Homem é preso ao se passar por estudante para conseguir visto americano

O suspeito é açougueiro em Minas Gerais e apresentou documentos falsos aos agentes diplomáticos da Embaixada dos Estados Unidos. Se condenado, ele pode pegar de 1 a 5 anos de prisão


postado em 23/04/2019 19:06 / atualizado em 23/04/2019 19:35

Ele tentava conseguir um visto de turista para os Estados Unidos usando documentos falsos(foto: Minervino Junior/CB/D.A Press)
Ele tentava conseguir um visto de turista para os Estados Unidos usando documentos falsos (foto: Minervino Junior/CB/D.A Press)
Um açougueiro de 26 anos foi preso em flagrante, na tarde desta terça-feira (23/4), enquanto tentava conseguir um visto de turista para os Estados Unidos usando documentos falsos. O suspeito mora em Sobrália, no interior de Minas Gerais, e estava em Brasília desde sábado (20/4), hospedado no Hotel Nacional. Após ser detido na sede da representação do país, ele foi levado para a carceragem da Polícia Civil e deve passar pela audiência de custódia na quarta-feira (24/4).

Ele ficaria hospedado em Brasília até quinta-feira (25/4). Aos agentes da 1ª Delegacia de Polícia (Asa Sul), o jovem afirmou que pretendia visitar um irmão que mora nos Estados Unidos há 17 anos. No entanto, os investigadores não confirmaram essa informação.

Jovem de 26 anos desembolsou R$ 5 mil para conseguir declarações de escolaridade e de rendimentos(foto: PCDF/Divulgação)
Jovem de 26 anos desembolsou R$ 5 mil para conseguir declarações de escolaridade e de rendimentos (foto: PCDF/Divulgação)
Além da identidade, o suspeito apresentou dois extratos bancários de dois bancos; uma declaração de Imposto de Renda; e um comprovante de matrícula no 9º semestre do curso de educação física da Pontifícia Universidade Católica de Minas Gerais (PUC-Minas). Entretanto, o rapaz estudou até o 1º ano do ensino médio e a instituição de ensino negou que ele fosse aluno.

A delegada Bruna Eiras, da 1ª DP, disse que casos como esse têm sido frequentes, principalmente entre moradores de cidades do interior de Minas Gerais, e que essa foi o sexta ocorrência na embaixada norte-americana. "Ele é uma pessoa humilde. Recebe R$ 1,2 mil por mês. Ele confessou que sabia que os documentos eram falsos, mas não achou que pudesse ser preso por isso”, comentou Bruna.

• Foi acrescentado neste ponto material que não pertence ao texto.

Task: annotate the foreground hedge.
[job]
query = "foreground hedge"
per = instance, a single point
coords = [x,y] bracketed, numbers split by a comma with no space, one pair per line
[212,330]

A delegada acrescentou que o rapaz pagou R$ 5 mil a uma pessoa que falsificasse os documentos. “Ele achava que, com a documentação que tinha, não seria aprovado. Por isso, apresentou comprovantes que mostravam uma renda maior.”

Ainda de acordo com a Polícia Civil, a embaixada registrou casos semelhantes com outras pessoas de Sobrália e com moradores de Governador Valadares (MG). Os casos estão sob investigação. Por não ter passagens pela polícia, não representar grave ameaça e pelo fato de a ação não ter envolvido violência, é possível que o jovem seja liberado durante a audiência de custódia. O crime de uso de documento falso é inafiançável e pode resultar em prisão de um a cinco anos.